Perkiraan saya: jalannya rapat itu seru sekali. Mereka tidak mungkin menyusun draf yang bisa sepenuhnya seperti yang diucapkan Presiden Jokowi di video yang diterbitkan Istana Kepresidenan itu.
Mungkin mereka sedang merumuskan kompromi. Antara keinginan presiden dengan realitas di lapangan. Juga dengan kebutuhan negara akan devisa.
Di jalan pikiran mereka, mungkin, yang penting keinginan presiden bisa terpenuhi. Yakni, harga minyak goreng di dalam negeri turun.
Kalau perlu tanpa ada larangan ekspor –apalagi secara total. Mengapa tidak. Yang penting harga turun. Sebelum tanggal 28 April.

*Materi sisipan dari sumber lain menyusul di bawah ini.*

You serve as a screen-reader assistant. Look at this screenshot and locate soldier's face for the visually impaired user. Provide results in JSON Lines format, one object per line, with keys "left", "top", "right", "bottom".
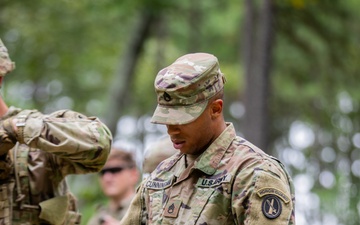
{"left": 99, "top": 159, "right": 138, "bottom": 198}
{"left": 166, "top": 102, "right": 218, "bottom": 155}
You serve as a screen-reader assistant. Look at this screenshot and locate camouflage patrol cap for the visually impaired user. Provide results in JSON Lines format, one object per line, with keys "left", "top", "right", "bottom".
{"left": 0, "top": 39, "right": 15, "bottom": 77}
{"left": 151, "top": 53, "right": 226, "bottom": 125}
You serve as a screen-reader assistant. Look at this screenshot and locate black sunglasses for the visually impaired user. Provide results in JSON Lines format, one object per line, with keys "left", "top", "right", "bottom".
{"left": 99, "top": 167, "right": 128, "bottom": 176}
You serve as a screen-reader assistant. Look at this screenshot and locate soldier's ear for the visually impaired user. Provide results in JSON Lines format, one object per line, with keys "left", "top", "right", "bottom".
{"left": 210, "top": 99, "right": 223, "bottom": 119}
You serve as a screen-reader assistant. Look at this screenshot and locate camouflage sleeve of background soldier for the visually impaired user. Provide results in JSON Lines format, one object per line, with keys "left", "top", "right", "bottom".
{"left": 120, "top": 180, "right": 147, "bottom": 225}
{"left": 231, "top": 162, "right": 295, "bottom": 225}
{"left": 13, "top": 108, "right": 112, "bottom": 173}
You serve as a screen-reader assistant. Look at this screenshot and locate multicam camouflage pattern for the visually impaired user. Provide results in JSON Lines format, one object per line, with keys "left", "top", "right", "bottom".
{"left": 142, "top": 136, "right": 178, "bottom": 175}
{"left": 0, "top": 106, "right": 112, "bottom": 225}
{"left": 151, "top": 53, "right": 226, "bottom": 125}
{"left": 86, "top": 195, "right": 135, "bottom": 225}
{"left": 121, "top": 123, "right": 295, "bottom": 225}
{"left": 0, "top": 39, "right": 15, "bottom": 77}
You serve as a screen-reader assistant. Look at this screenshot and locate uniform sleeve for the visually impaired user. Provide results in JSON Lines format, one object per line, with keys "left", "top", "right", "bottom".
{"left": 120, "top": 181, "right": 146, "bottom": 225}
{"left": 17, "top": 109, "right": 112, "bottom": 173}
{"left": 231, "top": 161, "right": 295, "bottom": 225}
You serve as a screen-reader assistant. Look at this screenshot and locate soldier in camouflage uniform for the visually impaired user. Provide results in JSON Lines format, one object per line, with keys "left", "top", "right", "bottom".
{"left": 87, "top": 149, "right": 139, "bottom": 225}
{"left": 120, "top": 53, "right": 296, "bottom": 225}
{"left": 0, "top": 38, "right": 113, "bottom": 225}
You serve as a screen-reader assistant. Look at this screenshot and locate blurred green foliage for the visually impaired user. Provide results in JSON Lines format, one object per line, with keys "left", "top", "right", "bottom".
{"left": 1, "top": 0, "right": 360, "bottom": 224}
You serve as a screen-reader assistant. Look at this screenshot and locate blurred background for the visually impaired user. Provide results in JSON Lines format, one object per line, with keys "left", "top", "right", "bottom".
{"left": 1, "top": 0, "right": 359, "bottom": 224}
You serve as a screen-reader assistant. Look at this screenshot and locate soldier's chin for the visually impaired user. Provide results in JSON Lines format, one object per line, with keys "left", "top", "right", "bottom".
{"left": 106, "top": 191, "right": 121, "bottom": 198}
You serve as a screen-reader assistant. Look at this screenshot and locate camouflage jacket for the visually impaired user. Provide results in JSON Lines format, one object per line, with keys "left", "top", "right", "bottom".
{"left": 0, "top": 106, "right": 112, "bottom": 225}
{"left": 86, "top": 194, "right": 135, "bottom": 225}
{"left": 121, "top": 123, "right": 295, "bottom": 225}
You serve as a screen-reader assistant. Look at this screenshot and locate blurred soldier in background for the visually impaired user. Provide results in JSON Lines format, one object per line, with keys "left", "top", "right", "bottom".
{"left": 97, "top": 137, "right": 176, "bottom": 225}
{"left": 121, "top": 53, "right": 296, "bottom": 224}
{"left": 0, "top": 38, "right": 112, "bottom": 225}
{"left": 87, "top": 148, "right": 139, "bottom": 225}
{"left": 142, "top": 135, "right": 178, "bottom": 179}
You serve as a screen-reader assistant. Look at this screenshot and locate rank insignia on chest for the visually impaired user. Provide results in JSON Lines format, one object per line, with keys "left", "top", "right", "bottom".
{"left": 163, "top": 199, "right": 182, "bottom": 218}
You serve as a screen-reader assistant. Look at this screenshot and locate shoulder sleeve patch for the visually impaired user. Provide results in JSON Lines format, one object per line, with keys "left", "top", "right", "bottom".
{"left": 261, "top": 195, "right": 282, "bottom": 219}
{"left": 257, "top": 187, "right": 290, "bottom": 204}
{"left": 247, "top": 170, "right": 294, "bottom": 223}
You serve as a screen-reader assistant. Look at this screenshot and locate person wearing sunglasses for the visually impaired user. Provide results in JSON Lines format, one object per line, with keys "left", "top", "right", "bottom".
{"left": 87, "top": 148, "right": 140, "bottom": 225}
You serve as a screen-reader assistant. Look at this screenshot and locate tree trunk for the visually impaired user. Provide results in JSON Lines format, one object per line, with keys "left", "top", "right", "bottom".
{"left": 105, "top": 9, "right": 156, "bottom": 135}
{"left": 242, "top": 0, "right": 274, "bottom": 151}
{"left": 188, "top": 0, "right": 202, "bottom": 52}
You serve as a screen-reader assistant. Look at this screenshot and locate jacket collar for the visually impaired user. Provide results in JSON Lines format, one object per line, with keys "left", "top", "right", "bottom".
{"left": 194, "top": 123, "right": 236, "bottom": 175}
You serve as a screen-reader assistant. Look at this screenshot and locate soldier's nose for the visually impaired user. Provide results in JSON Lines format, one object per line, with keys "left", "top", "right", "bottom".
{"left": 166, "top": 125, "right": 181, "bottom": 135}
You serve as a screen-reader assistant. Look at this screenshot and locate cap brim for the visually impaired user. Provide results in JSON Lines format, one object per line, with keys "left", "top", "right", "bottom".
{"left": 150, "top": 100, "right": 208, "bottom": 125}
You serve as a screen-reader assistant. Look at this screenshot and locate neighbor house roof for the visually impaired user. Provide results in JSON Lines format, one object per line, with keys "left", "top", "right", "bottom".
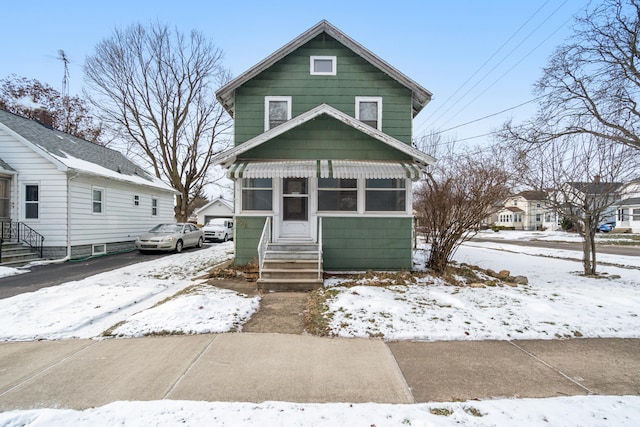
{"left": 617, "top": 197, "right": 640, "bottom": 207}
{"left": 516, "top": 190, "right": 547, "bottom": 201}
{"left": 194, "top": 196, "right": 234, "bottom": 214}
{"left": 216, "top": 20, "right": 432, "bottom": 118}
{"left": 0, "top": 109, "right": 176, "bottom": 193}
{"left": 0, "top": 157, "right": 16, "bottom": 174}
{"left": 212, "top": 103, "right": 436, "bottom": 170}
{"left": 565, "top": 181, "right": 623, "bottom": 195}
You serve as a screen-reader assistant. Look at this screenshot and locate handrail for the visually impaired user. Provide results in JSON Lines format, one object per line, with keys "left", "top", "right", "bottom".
{"left": 1, "top": 220, "right": 45, "bottom": 260}
{"left": 317, "top": 216, "right": 323, "bottom": 280}
{"left": 257, "top": 216, "right": 272, "bottom": 280}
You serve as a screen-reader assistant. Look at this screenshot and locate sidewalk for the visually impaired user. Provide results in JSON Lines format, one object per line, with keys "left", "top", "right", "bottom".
{"left": 0, "top": 334, "right": 638, "bottom": 411}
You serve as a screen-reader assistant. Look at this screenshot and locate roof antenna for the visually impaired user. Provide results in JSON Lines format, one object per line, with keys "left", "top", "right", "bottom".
{"left": 57, "top": 49, "right": 70, "bottom": 132}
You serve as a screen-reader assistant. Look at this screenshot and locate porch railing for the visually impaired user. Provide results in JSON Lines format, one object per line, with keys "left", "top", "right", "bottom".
{"left": 257, "top": 216, "right": 272, "bottom": 280}
{"left": 1, "top": 221, "right": 45, "bottom": 262}
{"left": 317, "top": 216, "right": 323, "bottom": 280}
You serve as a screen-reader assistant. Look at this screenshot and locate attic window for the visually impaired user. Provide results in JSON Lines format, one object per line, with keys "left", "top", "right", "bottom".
{"left": 310, "top": 56, "right": 336, "bottom": 75}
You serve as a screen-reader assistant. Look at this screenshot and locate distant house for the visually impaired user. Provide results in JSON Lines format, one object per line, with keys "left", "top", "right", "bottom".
{"left": 614, "top": 179, "right": 640, "bottom": 233}
{"left": 0, "top": 109, "right": 177, "bottom": 260}
{"left": 193, "top": 197, "right": 234, "bottom": 225}
{"left": 494, "top": 190, "right": 548, "bottom": 230}
{"left": 212, "top": 20, "right": 435, "bottom": 288}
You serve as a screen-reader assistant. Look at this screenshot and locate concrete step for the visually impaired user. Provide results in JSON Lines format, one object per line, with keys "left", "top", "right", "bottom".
{"left": 260, "top": 268, "right": 320, "bottom": 280}
{"left": 257, "top": 278, "right": 323, "bottom": 292}
{"left": 263, "top": 259, "right": 319, "bottom": 270}
{"left": 267, "top": 243, "right": 319, "bottom": 252}
{"left": 1, "top": 242, "right": 42, "bottom": 267}
{"left": 265, "top": 251, "right": 319, "bottom": 260}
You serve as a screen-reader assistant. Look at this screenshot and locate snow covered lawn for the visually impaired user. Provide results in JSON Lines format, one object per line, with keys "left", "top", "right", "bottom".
{"left": 0, "top": 242, "right": 259, "bottom": 341}
{"left": 320, "top": 237, "right": 640, "bottom": 341}
{"left": 1, "top": 396, "right": 639, "bottom": 426}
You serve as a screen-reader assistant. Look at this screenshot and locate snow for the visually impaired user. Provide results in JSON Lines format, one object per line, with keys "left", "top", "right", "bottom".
{"left": 1, "top": 396, "right": 639, "bottom": 426}
{"left": 0, "top": 230, "right": 639, "bottom": 425}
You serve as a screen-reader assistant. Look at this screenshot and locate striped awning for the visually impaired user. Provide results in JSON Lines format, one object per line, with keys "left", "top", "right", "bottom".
{"left": 228, "top": 160, "right": 423, "bottom": 180}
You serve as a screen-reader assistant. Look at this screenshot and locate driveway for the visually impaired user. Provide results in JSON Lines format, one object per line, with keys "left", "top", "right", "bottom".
{"left": 0, "top": 246, "right": 209, "bottom": 300}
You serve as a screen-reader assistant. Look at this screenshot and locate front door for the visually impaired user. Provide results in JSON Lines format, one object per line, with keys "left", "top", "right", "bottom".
{"left": 279, "top": 177, "right": 310, "bottom": 239}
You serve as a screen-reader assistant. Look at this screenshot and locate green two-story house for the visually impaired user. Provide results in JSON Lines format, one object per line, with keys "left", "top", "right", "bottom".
{"left": 213, "top": 20, "right": 435, "bottom": 289}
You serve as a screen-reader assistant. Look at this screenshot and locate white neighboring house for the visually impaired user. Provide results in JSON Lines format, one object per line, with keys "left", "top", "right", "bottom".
{"left": 494, "top": 191, "right": 549, "bottom": 231}
{"left": 615, "top": 179, "right": 640, "bottom": 233}
{"left": 0, "top": 109, "right": 177, "bottom": 260}
{"left": 193, "top": 197, "right": 233, "bottom": 225}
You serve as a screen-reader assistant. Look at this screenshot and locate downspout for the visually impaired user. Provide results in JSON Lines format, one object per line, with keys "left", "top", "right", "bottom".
{"left": 48, "top": 171, "right": 79, "bottom": 263}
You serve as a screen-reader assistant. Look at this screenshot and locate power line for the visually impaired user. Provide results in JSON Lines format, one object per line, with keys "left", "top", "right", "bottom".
{"left": 413, "top": 1, "right": 553, "bottom": 136}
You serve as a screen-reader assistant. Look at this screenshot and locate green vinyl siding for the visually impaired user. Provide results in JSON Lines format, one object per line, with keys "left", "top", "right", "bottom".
{"left": 234, "top": 216, "right": 268, "bottom": 265}
{"left": 321, "top": 217, "right": 412, "bottom": 270}
{"left": 240, "top": 115, "right": 411, "bottom": 161}
{"left": 234, "top": 34, "right": 413, "bottom": 146}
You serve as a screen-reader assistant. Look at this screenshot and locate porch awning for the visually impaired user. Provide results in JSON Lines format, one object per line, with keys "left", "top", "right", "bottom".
{"left": 227, "top": 160, "right": 423, "bottom": 180}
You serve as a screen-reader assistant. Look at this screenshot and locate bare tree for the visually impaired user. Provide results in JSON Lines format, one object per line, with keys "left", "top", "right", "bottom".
{"left": 511, "top": 134, "right": 639, "bottom": 275}
{"left": 414, "top": 136, "right": 512, "bottom": 273}
{"left": 84, "top": 22, "right": 232, "bottom": 221}
{"left": 501, "top": 0, "right": 640, "bottom": 150}
{"left": 0, "top": 75, "right": 103, "bottom": 143}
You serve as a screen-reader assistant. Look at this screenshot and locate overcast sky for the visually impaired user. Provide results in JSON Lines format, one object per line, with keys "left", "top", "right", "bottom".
{"left": 1, "top": 0, "right": 589, "bottom": 150}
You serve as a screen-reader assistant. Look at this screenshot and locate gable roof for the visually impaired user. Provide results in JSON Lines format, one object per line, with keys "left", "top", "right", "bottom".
{"left": 0, "top": 157, "right": 16, "bottom": 174}
{"left": 194, "top": 196, "right": 234, "bottom": 214}
{"left": 0, "top": 109, "right": 176, "bottom": 193}
{"left": 565, "top": 181, "right": 623, "bottom": 195}
{"left": 216, "top": 20, "right": 432, "bottom": 118}
{"left": 211, "top": 103, "right": 436, "bottom": 169}
{"left": 515, "top": 190, "right": 547, "bottom": 201}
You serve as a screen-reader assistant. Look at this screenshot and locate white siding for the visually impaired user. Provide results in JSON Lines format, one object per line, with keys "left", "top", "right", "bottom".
{"left": 0, "top": 128, "right": 176, "bottom": 248}
{"left": 0, "top": 129, "right": 69, "bottom": 246}
{"left": 69, "top": 175, "right": 175, "bottom": 246}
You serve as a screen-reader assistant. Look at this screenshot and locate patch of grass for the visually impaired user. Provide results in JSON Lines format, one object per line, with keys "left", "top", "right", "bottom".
{"left": 304, "top": 288, "right": 339, "bottom": 337}
{"left": 464, "top": 407, "right": 484, "bottom": 417}
{"left": 430, "top": 407, "right": 453, "bottom": 416}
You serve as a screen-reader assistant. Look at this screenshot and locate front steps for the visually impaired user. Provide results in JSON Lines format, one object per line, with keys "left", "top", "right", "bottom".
{"left": 0, "top": 241, "right": 42, "bottom": 267}
{"left": 257, "top": 243, "right": 323, "bottom": 291}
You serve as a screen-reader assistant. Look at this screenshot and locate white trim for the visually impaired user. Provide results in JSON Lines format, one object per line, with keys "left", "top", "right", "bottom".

Dan melimpah.
Kompromi itu bisa saja begini: ekspor dilarang sementara, khusus untuk minyak goreng. Tidak termasuk CPO. Sampai harga turun.
Atau: ekspor minyak goreng pun tidak dilarang. Cukup dikurangi: antara 10 sampai 20 persen. Dengan asumsi pengurangan itu sudah cukup untuk memenuhi kebutuhan dalam negeri.
Itu perkiraan saya. Tentu saya tidak berani menantang pembaca Disway untuk taruhan: beranikah mereka membuat peraturan yang tidak seperti dikatakan presiden ke publik? Ini bulan puasa. Bukan bulan untuk bertaruh.